Cerita sebelumnya Dongeng Si Bungsu dan Putri Raja Bag. 2 Deburan ombak saling kejar mengejar sesekali memeluk sesosok tubuh yang tergeletak diam tak berdaya di tepi pantai. Wajah tampan nan pucat dengan luka menyentuh pasir, berambut panjang sepunggung; berpakaian berwarna krem dipadukan celana cungkring hitam kecoklat-coklatan yang begitu sepadan dengan warna kulit.
Tangan sebelah kirinya masih menggenggam sepasang belati, seolah-olah tak ingin melepaskan. Sedangkan dibalik baju yang dikenakan, ada semacam rantai perak mengkilap bila diterpa sinar matahari pagi.
Di dekat tubuh orang itu tlah berdiri seorang Nenek tua. Penampilannya cukup sederhana, tidak ada yang nampak mencolok dari diri nenek ini. Meskipun berusia sekitar 73 tahun, ternyata ia mampu membawa tubuh sang pemuda dengan rangkaian-rangkaian dahan kayu yang dirakit terlebih dahulu. Mungkin karena ia hidup sendiri di tengah hutan, membuatnya tangguh dibandingkan dengan nenek-nenek seusianya.
Dua hari lamanya Si Bungsu tidak sadarkan diri. Dengan sisa-sia tenaga yang ada, ia berusaha bangkit dari pembaringan dan mencoba melangkah keluar untuk menghirup udara segar. Saat itu matanya tertuju pada seorang nenek tua yang sedang meniup tungku di dapur.
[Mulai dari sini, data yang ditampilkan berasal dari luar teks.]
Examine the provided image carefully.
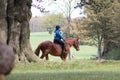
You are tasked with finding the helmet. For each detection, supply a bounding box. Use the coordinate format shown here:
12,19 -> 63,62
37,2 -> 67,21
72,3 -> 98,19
55,25 -> 61,29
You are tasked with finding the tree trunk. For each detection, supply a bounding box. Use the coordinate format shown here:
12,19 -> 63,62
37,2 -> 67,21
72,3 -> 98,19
0,0 -> 39,62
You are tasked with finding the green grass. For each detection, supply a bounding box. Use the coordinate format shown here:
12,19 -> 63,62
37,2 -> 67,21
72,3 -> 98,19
6,32 -> 120,80
6,59 -> 120,80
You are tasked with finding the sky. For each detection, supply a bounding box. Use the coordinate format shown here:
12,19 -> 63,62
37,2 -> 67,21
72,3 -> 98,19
31,0 -> 85,18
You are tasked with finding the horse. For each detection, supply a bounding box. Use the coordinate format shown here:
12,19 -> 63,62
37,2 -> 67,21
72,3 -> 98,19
34,38 -> 79,61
Suasana sekitar gubuk tempat tinggal nenek tua membuat Si Bungsu merasa begitu nyaman. Kicauan burung yang hinggap di dahan, pepohonan nan rimbun hingga binatang-binatang hutan yang sesekali melintas. Mengingatkan ia akan kesejukan suasana desa dan ayahanda tercinta yang ditinggalkannya beberapa tahun silam.
Waktu terus berlalu, siang berganti malam; malam berganti pagi. Tak terasa sudah hampir lima purnama Si Bungsu tinggal bersama si nenek tua mengumpulkan kayu bakar untuk selanjutnya di jual ke kota raja. Sehingga bagi si nenek tua, Si Bungsu sudah dianggapnya sebagai cucu sendiri.
Pagi itu, hanya si nenek tua saja yang berangkat ke kota raja, segala keperluan termasuk perbekalan selama perjalanan sudah dimasukkan ke dalam keranjang yang terbuat dari anyaman bambu. Sedangkan Si Bungsu, seperti pada hari-hari sebelumnnya masuk ke tengah hutan mencari kayu bakar.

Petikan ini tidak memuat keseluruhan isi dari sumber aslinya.